- Born: 1951 (age 74–75) Nottingham
- Citizenship: British
- Education: University of Cambridge Imperial College London
- Known for: RCAT
- Awards: Mayhew Prize (1973)
- Scientific career
- Fields: performance analysis
- Workplaces: Imperial College London
- Thesis: Representative Queueing Network Models of Computer Systems in Terms of Time Delay Probability Distributions (1979)
- Doctoral advisor: Meir M. Lehman
- Doctoral students: Edwige Pitel

= Peter G. Harrison =

Peter George Harrison (born 1951) is an Emeritus Professor of Computing Science at Imperial College London known for the reversed compound agent theorem, which gives conditions for a stochastic network to have a product-form solution.

Harrison attended Christ's College, Cambridge, where he was a Wrangler in Mathematics (1972) and gained a Distinction in Part III of the Mathematical Tripos (1973), winning the Mayhew Prize for Applied Mathematics.

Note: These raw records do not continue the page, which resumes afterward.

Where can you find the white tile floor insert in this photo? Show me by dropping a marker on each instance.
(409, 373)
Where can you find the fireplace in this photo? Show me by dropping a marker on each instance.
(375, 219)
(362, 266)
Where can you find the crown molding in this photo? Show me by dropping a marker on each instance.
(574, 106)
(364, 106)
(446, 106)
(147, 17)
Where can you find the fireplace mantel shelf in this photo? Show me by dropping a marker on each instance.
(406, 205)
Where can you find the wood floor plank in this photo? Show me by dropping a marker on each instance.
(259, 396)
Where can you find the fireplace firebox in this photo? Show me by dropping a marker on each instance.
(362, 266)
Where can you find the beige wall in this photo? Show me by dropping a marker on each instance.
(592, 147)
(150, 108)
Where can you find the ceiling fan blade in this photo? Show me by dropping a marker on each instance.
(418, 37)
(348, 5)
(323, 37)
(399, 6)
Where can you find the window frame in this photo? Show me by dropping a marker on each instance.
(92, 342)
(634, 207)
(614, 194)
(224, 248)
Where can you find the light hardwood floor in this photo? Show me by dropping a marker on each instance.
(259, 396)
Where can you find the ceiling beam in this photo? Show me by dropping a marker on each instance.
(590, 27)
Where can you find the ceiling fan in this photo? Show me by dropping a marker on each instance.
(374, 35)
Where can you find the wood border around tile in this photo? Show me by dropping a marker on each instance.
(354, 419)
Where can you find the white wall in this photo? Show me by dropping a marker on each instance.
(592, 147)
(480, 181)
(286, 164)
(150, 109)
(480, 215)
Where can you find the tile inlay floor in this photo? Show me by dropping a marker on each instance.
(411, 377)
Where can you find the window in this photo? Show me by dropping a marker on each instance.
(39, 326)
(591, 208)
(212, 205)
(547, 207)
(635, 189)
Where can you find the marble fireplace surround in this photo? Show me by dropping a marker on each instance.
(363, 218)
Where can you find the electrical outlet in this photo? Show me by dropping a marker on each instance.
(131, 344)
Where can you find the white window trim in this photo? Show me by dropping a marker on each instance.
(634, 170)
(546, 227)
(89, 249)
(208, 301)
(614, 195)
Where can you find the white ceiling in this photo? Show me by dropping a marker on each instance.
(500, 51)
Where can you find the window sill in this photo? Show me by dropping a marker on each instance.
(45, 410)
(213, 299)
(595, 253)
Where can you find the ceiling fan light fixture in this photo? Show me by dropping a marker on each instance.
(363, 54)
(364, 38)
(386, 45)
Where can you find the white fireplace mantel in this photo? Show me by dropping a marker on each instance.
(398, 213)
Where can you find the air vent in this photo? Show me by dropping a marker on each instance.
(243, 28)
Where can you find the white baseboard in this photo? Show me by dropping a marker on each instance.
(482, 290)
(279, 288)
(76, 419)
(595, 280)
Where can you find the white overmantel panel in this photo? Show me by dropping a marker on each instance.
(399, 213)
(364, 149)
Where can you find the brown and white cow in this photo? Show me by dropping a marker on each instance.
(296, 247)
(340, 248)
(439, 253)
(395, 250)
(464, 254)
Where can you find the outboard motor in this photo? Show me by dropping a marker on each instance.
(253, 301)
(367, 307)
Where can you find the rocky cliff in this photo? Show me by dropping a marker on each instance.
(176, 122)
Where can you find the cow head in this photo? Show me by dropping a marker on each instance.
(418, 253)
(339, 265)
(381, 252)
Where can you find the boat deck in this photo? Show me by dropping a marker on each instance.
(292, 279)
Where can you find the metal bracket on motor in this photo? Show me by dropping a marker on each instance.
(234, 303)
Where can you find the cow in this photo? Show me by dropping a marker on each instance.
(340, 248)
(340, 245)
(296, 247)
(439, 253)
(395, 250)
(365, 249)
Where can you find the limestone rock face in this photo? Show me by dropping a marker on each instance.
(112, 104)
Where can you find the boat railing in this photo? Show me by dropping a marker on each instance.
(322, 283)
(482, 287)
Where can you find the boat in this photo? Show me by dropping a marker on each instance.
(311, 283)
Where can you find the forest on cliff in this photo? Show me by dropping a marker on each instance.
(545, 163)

After spending two years in industry, Harrison moved to Imperial College, London where he has worked since, obtaining his Ph.D. in Computing Science in 1979 with a thesis titled "Representative queueing network models of computer systems in terms of time delay probability distributions" and lecturing since 1983.

Current research interests include parallel algorithms, performance engineering, queueing theory, stochastic models and stochastic process algebra, particularly the application of RCAT to find product-form solutions.

Harrison has coauthored two books, Functional Programming with Tony Field, and Performance Modelling of Communication Networks and Computer Architectures with Naresh Patel and published over 150 papers.

Harrison is an associate editor of The Computer Journal.

Via Saharon Shelah and Dov Gabbay, Harrison has an Erdős number of 3.